Unsubstantiated Opinions

On A Current Through the Flesh:

“Truly phenomenal. It has a density and bristling intensity to it, and is full of artistic panache, while also moving and mind-expanding.”

—Allan Briesmaster, author of Windfor

 

On Butterfly Tongue:

“If you put rap, slam poetry, Tom Waits, Bukowski, Huston’s Fat City, and Shakespeare in a blender and added a little standup, you might get close.”

—John Brownlow, screenwriter of Sylvia and The Miniaturist

 

On How to Be Human:

“Richard-Yves Sitoski has lifted a regular moment into something both glittering and poignant that for a moment made me forget about routine, expectation, order.”

—Elee Kraljii Gardner, Poet Laureate of Vancouver and author of Trauma Head

 

On Wait, What?:

“Poem after poem surprised and floored me, holding a beautiful knife to my throat.”

—John Tyndall, author of Mangoes from the Seventh Dimension

 

“Richard-Yves Sitoski offers the reader an open hand through his poetry's unmapped turns and deep surrealism. He lets us know he's here for the joke, the truth, and the message. No words are wasted getting to the themes of absurdity and futility. These poems have the reader thrown into a Dali-esque landscape anchored by meaning and self-effacing humour. These poems are little logic whiplashes. With just a few words, Sitoski will leave you in another dimension wondering how you got there so quickly, and deeply.”
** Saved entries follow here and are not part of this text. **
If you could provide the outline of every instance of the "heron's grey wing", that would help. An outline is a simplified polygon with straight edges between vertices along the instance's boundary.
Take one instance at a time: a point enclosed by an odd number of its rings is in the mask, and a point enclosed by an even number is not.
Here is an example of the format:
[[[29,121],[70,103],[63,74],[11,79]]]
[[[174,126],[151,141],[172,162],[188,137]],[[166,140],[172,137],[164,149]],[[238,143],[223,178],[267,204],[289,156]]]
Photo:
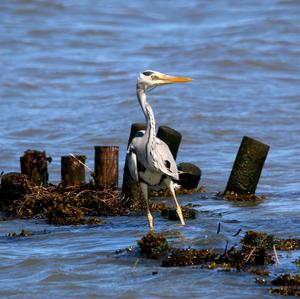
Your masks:
[[[137,166],[138,164],[137,164],[136,153],[132,145],[129,145],[127,150],[126,164],[130,175],[133,177],[133,179],[136,182],[138,182],[139,181],[138,166]]]
[[[159,138],[156,138],[157,167],[166,175],[175,180],[179,179],[175,159],[168,145]]]

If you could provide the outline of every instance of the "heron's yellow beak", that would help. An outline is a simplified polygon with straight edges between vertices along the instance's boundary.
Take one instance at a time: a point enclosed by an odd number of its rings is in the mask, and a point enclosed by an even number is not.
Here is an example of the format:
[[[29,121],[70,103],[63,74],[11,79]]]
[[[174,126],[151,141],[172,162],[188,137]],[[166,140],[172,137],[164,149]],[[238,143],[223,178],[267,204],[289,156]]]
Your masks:
[[[192,78],[188,78],[188,77],[175,77],[175,76],[170,76],[170,75],[162,75],[160,77],[160,79],[168,84],[168,83],[183,83],[183,82],[191,82],[193,81]]]

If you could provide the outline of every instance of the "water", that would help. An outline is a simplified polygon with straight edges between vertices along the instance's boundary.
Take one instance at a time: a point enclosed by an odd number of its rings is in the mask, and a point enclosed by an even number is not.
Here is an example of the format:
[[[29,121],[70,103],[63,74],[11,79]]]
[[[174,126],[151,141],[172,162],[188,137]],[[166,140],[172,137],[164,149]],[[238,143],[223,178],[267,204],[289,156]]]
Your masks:
[[[50,181],[57,183],[61,156],[84,154],[93,167],[93,147],[108,144],[120,146],[122,169],[130,125],[144,120],[137,74],[150,68],[190,76],[192,83],[156,89],[149,98],[157,122],[183,133],[178,161],[201,167],[208,193],[180,197],[182,204],[201,204],[197,220],[180,228],[155,215],[157,230],[173,245],[199,248],[234,245],[240,228],[299,238],[299,19],[297,0],[1,1],[0,170],[19,171],[26,149],[46,150],[53,157]],[[257,189],[267,199],[252,207],[214,197],[244,135],[271,147]],[[0,296],[270,296],[250,274],[164,269],[115,255],[146,232],[146,217],[107,221],[1,221]],[[5,237],[21,229],[34,234]],[[297,271],[282,263],[273,275]]]

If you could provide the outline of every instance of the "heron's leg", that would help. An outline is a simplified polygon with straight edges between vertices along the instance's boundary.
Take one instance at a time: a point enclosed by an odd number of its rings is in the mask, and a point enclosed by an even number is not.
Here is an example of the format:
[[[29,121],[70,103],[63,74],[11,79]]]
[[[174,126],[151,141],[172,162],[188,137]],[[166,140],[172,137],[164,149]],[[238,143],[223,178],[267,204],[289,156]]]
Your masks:
[[[176,198],[176,195],[175,195],[175,187],[174,187],[174,182],[170,179],[167,180],[167,185],[173,195],[173,198],[174,198],[174,201],[175,201],[175,204],[176,204],[176,212],[177,212],[177,215],[180,219],[180,222],[182,225],[185,225],[185,221],[184,221],[184,218],[183,218],[183,214],[182,214],[182,210],[181,210],[181,207],[178,203],[178,200]]]
[[[140,182],[140,186],[141,186],[142,193],[143,193],[145,201],[146,201],[147,218],[148,218],[149,228],[150,228],[150,230],[153,230],[153,217],[152,217],[151,212],[150,212],[149,200],[148,200],[148,185],[143,183],[143,182]]]

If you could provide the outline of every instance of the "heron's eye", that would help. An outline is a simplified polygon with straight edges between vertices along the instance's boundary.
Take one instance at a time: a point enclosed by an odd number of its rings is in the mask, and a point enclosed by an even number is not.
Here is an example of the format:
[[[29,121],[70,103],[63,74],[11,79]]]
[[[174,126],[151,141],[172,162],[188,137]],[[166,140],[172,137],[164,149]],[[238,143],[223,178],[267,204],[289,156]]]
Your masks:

—Charlie Petch, author of Why I Was Late 

 

“Throughout Wait, What? the poet is utterly present, witnessing with exquisite, unflinching acuity his life from conception on. Wait, What? articulates keen perceptions on every page with finely honed lines that are an intense delight. These poems give the reader pause (and sometimes a jolt!) to ponder what it is to be human.”

—Penn Kemp, author of Ordinary / Moving

 

“He says more in … two lines than many people might manage in a thousand…. I read this book twice with great delight.”

—John B. Lee, author of This Is How We See the World

 

“These are clear-voiced and well-crafted poems, and the poet is adept at turning phrases with quick wit and intelligence, and with compassion for self and others, too.”